What makes a tar archive seekable?

1

1

It seems a tar archive being seekable can make a large difference when listing or extracting just a few files. Unfortunately the man page is really scarce on information. It seems that compressed archives are not seekable [1], but that post provides no evidence. Is there a more reliable source of information to read up on this issue?

[1] https://serverfault.com/questions/59795/is-there-a-smarter-tar-or-cpio-out-there-for-efficiently-retrieving-a-file-store

Peltier

Posted 2017-07-28T10:19:09.683

Reputation: 4 834

1

What is wrong with this answer?

– DavidPostill – 2017-07-28T10:26:38.280

@DavidPostill: There's nothing wrong with that answer, it's just an answer to a different question. – Peltier – 2017-07-28T12:31:01.257

Really? So "GNU tar creates "seekable" archives by default." and "Compressed archives are not "seekable" because current (1.26) GNU tar offloads compression to external program" doesn't answer your question? – DavidPostill – 2017-07-28T12:33:12.647

That was not the original question, and it provides no supporting evidence.
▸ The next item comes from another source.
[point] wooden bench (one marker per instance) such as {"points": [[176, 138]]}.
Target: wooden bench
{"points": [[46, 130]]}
I agree it's a good start, though. – Peltier – 2017-07-28T12:57:24.773

The supporting evidence is the source code. – DavidPostill – 2017-07-28T12:58:39.963

I was hoping to get a better explanation than "read the source code". But go ahead and close my question if that is what you want to do. – Peltier – 2017-07-28T12:59:54.803

I'm not going to close it. Someone else may have an acceptable answer for you – DavidPostill – 2017-07-28T13:00:55.733

Answers

1

The file header for each file includes its size in the archive. This allows the file content to be skipped if not needed. Tar just seeks to the next header that follows the file content. There is documentation on the header format.

Compressed tar files are just that. You can freely switch been an uncompressed and compressed tar file format by using the appropriate uncompression program (often gunzip) or compression program (gzip). With some tar programs this is the only option. The tar file itself remains seekable even if it is compressed.

What is not seekable is the compressed format. Compression works by finding a relatively small number of bytes to represent the data being compressed. Blocks of data with relatively few byte values or repeated byte strings compress well. Block of data with lots of different byte values and few repeated byte stings do not compress well if at all. For some data, compression can actually increase the size of the file. The compression ratio for blocks within the file varies. The variance can be extreme for a tar file which may consist of very compressible files, and relatively non-compressible files.

There is no mechanism within the compressed data to seek to some position in the uncompressed data. While some compression programs allow seeking to an individual file with a compressed archive, the only file the compressed archive would have access to is the tar file. Tar files are rarely compressed with such tools, although compressed or uncompressed tar files may be included when archiving sets of files.

BillThor

Posted 2017-07-28T10:19:09.683

Reputation: 9 384